Broadcom shareholders have been anxiously waiting for the chip maker to finish investigating claims that its practice of issuing stock warrants to certain customers of recent acquisition targets had falsely inflated revenue.
Apparently, the results of the investigation were far less severe than investors anticipated they might be. And the change ended up lessening Broadcom's annual loss by about 1 cent per share.
Five companies that Broadcom acquired last year issued the warrants, in exchange for long-term product purchase contracts with customers.

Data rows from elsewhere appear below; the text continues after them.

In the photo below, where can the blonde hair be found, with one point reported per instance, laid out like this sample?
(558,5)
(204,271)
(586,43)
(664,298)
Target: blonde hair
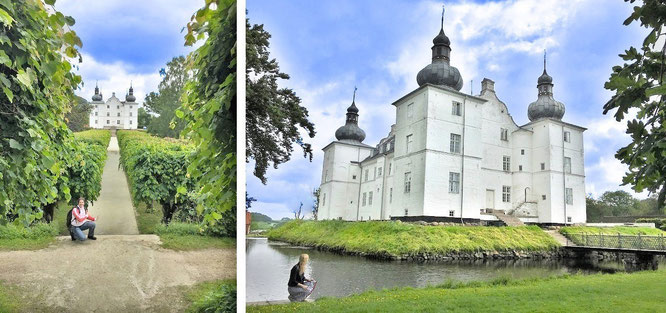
(301,262)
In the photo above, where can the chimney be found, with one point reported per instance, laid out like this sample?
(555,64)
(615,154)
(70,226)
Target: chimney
(487,85)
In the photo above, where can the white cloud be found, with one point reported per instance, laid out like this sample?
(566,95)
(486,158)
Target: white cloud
(114,77)
(524,26)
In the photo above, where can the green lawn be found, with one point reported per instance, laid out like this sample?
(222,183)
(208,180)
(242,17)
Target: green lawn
(624,230)
(36,237)
(637,292)
(215,296)
(10,298)
(395,238)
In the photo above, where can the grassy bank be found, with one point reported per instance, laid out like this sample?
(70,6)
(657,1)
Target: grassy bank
(10,298)
(216,296)
(593,293)
(395,238)
(20,238)
(623,230)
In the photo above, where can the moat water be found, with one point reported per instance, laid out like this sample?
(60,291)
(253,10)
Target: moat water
(269,262)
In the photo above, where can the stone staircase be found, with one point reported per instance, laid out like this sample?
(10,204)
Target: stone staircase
(509,220)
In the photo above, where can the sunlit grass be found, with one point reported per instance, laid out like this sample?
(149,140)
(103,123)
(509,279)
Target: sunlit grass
(396,238)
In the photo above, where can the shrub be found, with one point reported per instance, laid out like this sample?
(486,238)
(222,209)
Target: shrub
(219,300)
(658,222)
(157,170)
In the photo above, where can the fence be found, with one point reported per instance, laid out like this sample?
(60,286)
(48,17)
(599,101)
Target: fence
(619,241)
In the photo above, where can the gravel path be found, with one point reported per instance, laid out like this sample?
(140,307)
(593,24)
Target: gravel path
(114,208)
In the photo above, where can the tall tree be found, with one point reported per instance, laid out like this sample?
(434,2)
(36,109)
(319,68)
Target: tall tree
(209,111)
(36,90)
(166,100)
(78,118)
(274,116)
(639,83)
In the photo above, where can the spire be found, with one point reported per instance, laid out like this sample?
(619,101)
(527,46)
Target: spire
(350,131)
(545,106)
(130,96)
(442,17)
(440,72)
(97,96)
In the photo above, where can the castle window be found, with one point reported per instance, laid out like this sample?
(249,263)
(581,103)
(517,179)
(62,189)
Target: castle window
(456,108)
(506,163)
(506,193)
(568,193)
(409,143)
(504,134)
(454,182)
(408,182)
(454,146)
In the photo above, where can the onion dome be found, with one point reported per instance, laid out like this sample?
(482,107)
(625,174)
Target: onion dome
(130,97)
(97,96)
(350,131)
(440,72)
(545,106)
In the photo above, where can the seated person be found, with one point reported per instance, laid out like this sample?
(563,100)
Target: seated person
(82,221)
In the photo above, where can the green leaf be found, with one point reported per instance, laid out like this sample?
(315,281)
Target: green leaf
(15,144)
(4,59)
(9,94)
(5,18)
(24,78)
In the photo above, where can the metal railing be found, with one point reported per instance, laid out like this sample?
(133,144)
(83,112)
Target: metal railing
(618,241)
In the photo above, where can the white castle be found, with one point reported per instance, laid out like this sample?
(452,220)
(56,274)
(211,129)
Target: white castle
(456,157)
(114,114)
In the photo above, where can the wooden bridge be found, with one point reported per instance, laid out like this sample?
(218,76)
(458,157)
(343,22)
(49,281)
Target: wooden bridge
(638,252)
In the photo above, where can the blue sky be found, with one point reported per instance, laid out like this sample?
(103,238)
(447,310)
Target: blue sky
(328,47)
(125,40)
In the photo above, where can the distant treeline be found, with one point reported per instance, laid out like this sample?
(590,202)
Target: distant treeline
(620,203)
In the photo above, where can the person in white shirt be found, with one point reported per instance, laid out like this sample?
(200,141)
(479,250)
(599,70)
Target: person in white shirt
(82,221)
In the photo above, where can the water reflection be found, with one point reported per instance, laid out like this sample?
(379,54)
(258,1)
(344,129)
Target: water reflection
(269,262)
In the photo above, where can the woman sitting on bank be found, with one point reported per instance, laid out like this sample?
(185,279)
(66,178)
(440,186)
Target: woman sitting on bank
(300,287)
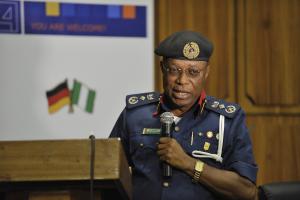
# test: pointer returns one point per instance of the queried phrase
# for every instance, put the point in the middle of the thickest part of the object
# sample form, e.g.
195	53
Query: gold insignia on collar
151	131
191	50
150	96
221	106
215	104
230	109
133	100
142	98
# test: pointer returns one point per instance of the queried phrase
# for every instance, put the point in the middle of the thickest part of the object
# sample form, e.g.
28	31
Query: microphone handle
166	132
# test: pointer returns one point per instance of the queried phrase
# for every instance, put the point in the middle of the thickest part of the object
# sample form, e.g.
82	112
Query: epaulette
136	100
220	106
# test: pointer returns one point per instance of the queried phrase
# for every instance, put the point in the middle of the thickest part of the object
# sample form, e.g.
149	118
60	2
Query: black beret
187	45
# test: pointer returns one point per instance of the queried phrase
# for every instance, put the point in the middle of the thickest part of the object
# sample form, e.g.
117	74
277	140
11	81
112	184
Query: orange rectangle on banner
52	9
129	12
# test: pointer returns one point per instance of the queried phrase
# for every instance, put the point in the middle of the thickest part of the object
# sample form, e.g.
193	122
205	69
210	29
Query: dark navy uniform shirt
138	126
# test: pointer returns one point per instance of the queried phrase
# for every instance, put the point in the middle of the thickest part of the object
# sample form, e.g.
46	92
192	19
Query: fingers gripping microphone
166	119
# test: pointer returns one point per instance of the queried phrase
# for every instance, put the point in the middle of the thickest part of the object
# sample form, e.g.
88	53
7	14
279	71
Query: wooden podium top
63	160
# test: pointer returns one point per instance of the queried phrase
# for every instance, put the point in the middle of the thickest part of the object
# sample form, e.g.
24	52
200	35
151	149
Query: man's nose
182	78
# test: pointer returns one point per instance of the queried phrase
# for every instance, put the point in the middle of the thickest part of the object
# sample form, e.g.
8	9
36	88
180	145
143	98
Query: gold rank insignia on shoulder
230	109
133	100
215	104
191	50
151	131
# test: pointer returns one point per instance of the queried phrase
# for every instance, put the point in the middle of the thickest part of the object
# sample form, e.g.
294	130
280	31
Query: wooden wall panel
276	147
214	19
268	55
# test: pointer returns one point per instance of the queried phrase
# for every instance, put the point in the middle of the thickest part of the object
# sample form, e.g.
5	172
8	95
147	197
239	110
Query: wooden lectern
64	170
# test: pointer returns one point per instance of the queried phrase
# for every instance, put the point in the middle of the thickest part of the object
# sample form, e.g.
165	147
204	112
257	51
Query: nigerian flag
83	96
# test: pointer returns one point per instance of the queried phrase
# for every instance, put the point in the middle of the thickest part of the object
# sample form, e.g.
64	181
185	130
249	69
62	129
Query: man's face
184	80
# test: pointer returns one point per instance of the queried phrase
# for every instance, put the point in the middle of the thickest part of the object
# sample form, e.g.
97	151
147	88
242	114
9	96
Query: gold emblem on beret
230	109
133	100
206	146
191	50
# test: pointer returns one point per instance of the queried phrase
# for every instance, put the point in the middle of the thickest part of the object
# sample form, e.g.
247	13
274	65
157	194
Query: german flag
58	97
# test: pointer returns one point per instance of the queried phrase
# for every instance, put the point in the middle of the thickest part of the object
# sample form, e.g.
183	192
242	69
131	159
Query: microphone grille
167	117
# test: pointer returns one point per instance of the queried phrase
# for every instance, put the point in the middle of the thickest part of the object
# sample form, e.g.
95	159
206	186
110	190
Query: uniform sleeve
239	157
119	130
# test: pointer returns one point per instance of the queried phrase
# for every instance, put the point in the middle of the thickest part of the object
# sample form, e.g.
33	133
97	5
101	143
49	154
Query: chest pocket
143	150
205	141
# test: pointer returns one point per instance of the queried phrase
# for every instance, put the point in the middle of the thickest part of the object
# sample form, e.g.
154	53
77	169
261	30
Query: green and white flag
83	96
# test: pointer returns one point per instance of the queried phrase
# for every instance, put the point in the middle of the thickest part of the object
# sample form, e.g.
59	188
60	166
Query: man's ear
207	71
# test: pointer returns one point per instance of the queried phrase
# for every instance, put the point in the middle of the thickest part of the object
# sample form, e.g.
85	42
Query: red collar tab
202	97
156	113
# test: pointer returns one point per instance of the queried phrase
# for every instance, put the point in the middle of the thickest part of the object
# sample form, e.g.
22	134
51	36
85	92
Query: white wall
32	64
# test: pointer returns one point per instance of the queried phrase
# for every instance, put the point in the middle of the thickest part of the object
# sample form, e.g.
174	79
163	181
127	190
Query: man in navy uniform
210	151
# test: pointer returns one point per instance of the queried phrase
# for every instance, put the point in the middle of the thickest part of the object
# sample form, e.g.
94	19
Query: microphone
166	119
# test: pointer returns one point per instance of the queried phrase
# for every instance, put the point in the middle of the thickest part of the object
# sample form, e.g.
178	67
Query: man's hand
171	152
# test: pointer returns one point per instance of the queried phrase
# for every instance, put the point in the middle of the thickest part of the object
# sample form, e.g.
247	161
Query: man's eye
194	72
173	70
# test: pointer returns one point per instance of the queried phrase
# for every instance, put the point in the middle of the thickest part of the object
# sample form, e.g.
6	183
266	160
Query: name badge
151	131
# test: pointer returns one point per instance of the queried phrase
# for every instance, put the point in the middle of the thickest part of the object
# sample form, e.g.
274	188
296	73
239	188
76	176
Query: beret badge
191	50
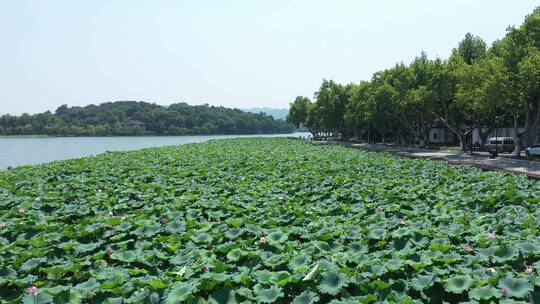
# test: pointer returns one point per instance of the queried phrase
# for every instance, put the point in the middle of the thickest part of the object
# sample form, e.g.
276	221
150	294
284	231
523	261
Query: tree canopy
477	87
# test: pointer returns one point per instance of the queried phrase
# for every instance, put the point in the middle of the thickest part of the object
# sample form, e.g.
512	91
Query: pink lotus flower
32	290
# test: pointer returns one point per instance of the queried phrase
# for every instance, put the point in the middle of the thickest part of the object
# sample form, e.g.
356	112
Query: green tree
298	111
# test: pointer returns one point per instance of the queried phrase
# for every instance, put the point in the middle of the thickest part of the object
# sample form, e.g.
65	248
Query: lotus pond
270	220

Some analysts and investors had expressed concern that the practice of issuing those warrants constituted a product discount. And the fact that Broadcom was charging those warrants as goodwill, rather than as a reduction to revenue, made some observers wonder if the company was drastically overstating its true revenue results.
After a Feb. 27 article in
The Wall Street Journal
dissected the warrants practices, some shareholders filed lawsuits. On March 6, Broadcom said it would investigate the matter, and hired an independent auditor, Ernst & Young International, to look at the accounting practices.
Since then, the climate in the broadband sector has changed. Broadcom's customers, facing their own problems with declining demand, don't need as much product as they once thought. Broadcom's stock has declined more than 90 percent since most of those acquisitions were made, making the notion of exercising those warrants much less attractive.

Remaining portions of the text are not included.